Studies show that 75% of pet reptiles die within the first year of them being taken home to live with humans (Benn et al., 2019). Which is alarming because a separate study suggested that no keeper believed their animal was poorly kept, despite only 15% of the study participants being able to identify the 4 essential items of care knowledge they needed to have to look after their reptiles properly (temperature, lighting, diet and refuge) (Azevedo et al., 2021). Bearded dragon obesity is a long term condition caused by lack of knowledge of proper diet and enrichment.

We mention this because no owner deliberately sets out to cause their bearded dragon health problems by over-feeding them. However, with their natural tendency to become obese, it can be hard to keep your bearded dragon in shape. Obesity can lead to a range of health issues for your pet, which we’ll look at below. Fortunately, there are a few things you can do to help your dragon stay healthy and fit.

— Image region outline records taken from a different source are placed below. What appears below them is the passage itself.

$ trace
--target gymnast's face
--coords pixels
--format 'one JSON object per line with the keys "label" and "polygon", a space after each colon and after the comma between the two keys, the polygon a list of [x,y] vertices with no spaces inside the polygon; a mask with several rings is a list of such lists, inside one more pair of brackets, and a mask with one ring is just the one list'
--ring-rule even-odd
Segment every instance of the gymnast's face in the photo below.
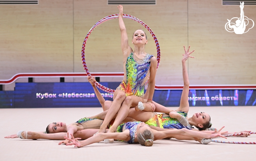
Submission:
{"label": "gymnast's face", "polygon": [[49,124],[49,132],[50,133],[56,133],[67,132],[66,125],[65,122],[53,122]]}
{"label": "gymnast's face", "polygon": [[196,113],[192,116],[192,119],[198,126],[200,127],[206,122],[210,121],[210,117],[209,114],[204,112]]}
{"label": "gymnast's face", "polygon": [[146,44],[148,43],[147,36],[145,32],[142,30],[137,30],[134,32],[133,36],[133,44]]}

First, be sure to provide your bearded dragon with the right diet. Feeding them a balanced diet of insect-based proteins, greens and select fruits can help them maintain a healthy weight. Avoid high-fat foods, processed treats and sugary fruits.

Next, get your dragon moving. Make sure they have plenty of room to exercise, and provide them with plenty of activity-focused toys and accessories. If possible, take them outside for some sun and fresh air.

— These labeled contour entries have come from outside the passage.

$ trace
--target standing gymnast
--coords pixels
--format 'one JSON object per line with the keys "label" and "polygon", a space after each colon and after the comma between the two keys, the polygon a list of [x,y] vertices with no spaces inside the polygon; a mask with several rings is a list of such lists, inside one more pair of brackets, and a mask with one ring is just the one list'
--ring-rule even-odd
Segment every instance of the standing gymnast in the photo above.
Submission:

Finally, keep an eye on your dragon’s weight. Regularly weigh them, and adjust their diet and activity level accordingly. With the right amount of exercise and nutrition, you can help your bearded dragon stay healthy and fit.

Causes of Obesity in Bearded Dragons

Bearded Dragon obesity is a serious health issue that can lead to a number of health concerns. It is important to understand the causes of bearded dragon obesity in order to prevent and treat it.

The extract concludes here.